¿Superaría tu banco el test de Turing?
El próximo diferencial de la banca no será una nueva función, sino lograr que sus canales digitales aprueben el tes de Turing y estén a la altura de un asesor humano.
Viernes, Julio 31, 2026
En Accenture evaluamos los chatbots de más de 140 grandes bancos globales sobre la tasa de interés de una cuenta de ahorro. El resultado fue revelador: más del 80% no supo responder bien. Algunos no sabían, otros erraron y muchos derivaron al cliente al call center o a secciones de ayuda. Incluso en una misma entidad, las respuestas variaban según el país, el producto o su madurez tecnológica.
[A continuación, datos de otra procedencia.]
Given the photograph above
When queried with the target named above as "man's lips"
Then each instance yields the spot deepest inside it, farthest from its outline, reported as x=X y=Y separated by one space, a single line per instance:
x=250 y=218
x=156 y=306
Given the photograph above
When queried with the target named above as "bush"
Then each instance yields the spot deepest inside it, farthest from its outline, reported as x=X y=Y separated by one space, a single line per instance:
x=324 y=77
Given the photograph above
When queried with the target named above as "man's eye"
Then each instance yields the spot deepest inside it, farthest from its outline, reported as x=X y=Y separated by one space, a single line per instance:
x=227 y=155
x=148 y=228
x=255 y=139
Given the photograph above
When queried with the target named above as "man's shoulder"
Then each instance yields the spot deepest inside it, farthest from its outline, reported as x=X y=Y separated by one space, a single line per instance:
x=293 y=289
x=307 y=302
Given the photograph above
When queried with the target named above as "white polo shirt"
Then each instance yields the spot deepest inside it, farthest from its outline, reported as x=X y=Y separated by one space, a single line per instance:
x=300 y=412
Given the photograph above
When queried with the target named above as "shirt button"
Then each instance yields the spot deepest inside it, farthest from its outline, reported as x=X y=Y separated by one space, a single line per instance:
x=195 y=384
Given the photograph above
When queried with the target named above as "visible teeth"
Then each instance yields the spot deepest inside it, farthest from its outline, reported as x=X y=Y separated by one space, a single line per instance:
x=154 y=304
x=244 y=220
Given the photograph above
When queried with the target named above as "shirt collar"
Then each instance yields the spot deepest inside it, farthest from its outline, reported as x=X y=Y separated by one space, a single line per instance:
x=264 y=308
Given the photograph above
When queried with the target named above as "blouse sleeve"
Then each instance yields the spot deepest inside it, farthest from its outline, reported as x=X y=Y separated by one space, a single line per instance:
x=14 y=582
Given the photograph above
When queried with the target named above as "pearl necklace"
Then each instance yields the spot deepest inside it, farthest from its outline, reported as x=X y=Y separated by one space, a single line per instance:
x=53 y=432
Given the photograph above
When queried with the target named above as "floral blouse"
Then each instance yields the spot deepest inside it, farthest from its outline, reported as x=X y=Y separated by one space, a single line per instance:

Esta consulta no debería ser compleja. Al contrario, tendría que servir para ayudar al cliente a rentabilizar sus ahorros y ejecutar el cambio de inmediato. Sin embargo, aunque algunas aplicaciones daban respuestas parciales, casi ninguna cubrió el ciclo completo: entender la necesidad, recomendar la mejor opción y ejecutar la acción.
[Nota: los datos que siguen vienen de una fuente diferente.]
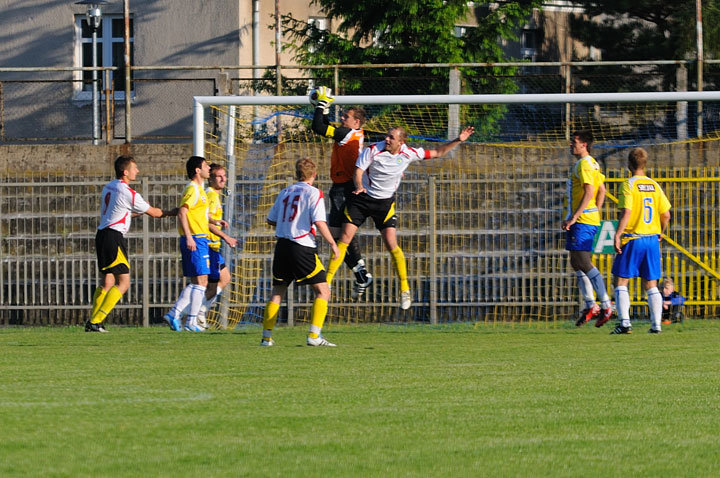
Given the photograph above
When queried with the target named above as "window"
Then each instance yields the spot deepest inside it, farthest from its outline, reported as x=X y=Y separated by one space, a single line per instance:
x=110 y=52
x=461 y=30
x=319 y=22
x=528 y=48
Esto evidencia una brecha entre la capacidad de un asesor físico y la experiencia digital. Resolver estas consultas es básico para un ejecutivo, pero muchas aplicaciones móviles no lo logran. Quizá por ello, más de dos tercios de los clientes —de cualquier edad— prefieren vivir cerca de una sucursal, y el 74% considera más confiables a las entidades con red física.
Aunque permiten revisar saldos o pagar cuentas, las apps se quedan cortas ante necesidades complejas. Peor aún, los bancos apenas aprovechan estas interacciones digitales para generar cercanía, ofrecer asesoría o fortalecer la relación, limitándose a una experiencia puramente transaccional.
En 1950, Alan Turing propuso un test para determinar si una máquina podía comportarse como un humano. Si una persona no logra diferenciar si interactúa con un par o con un sistema, la máquina aprueba. Quizás sea momento de trasladar ese concepto al sector bancario.
En banca, el criterio es directo: ¿su app entiende al usuario y actúa como un gerente de sucursal? Una buena herramienta digital debe ser un aliado capaz de anticiparse a las necesidades del cliente y trabajar a su favor.
Para lograrlo, los bancos deben desarrollar cinco capacidades: memoria (conocer al cliente, su contexto y preferencias); razonamiento (interpretar datos y sugerir conclusiones); coherencia (mantener diálogos fluidos entre canales); conciencia (entender la intención y el momento para adaptar el tono); y agencia (actuar en su nombre y generar transacciones reales).
La IA generativa puede habilitar estas capacidades. No obstante, con apps bien calificadas, muchos ejecutivos dudan si invertir en mejoras bajo el lema "si funciona, no lo toques". Esa lógica ignora que el canal móvil es el principal punto de contacto y que se está perdiendo la oportunidad de profundizar la relación.
Hacerlo bien convertirá las aplicaciones en una verdadera ventaja competitiva. De lo contrario, seguirán siendo interfaces bonitas que ocultan experiencias mediocres. El próximo diferencial de la banca no será una nueva función, sino lograr que sus canales digitales aprueben este test y estén a la altura de un asesor humano.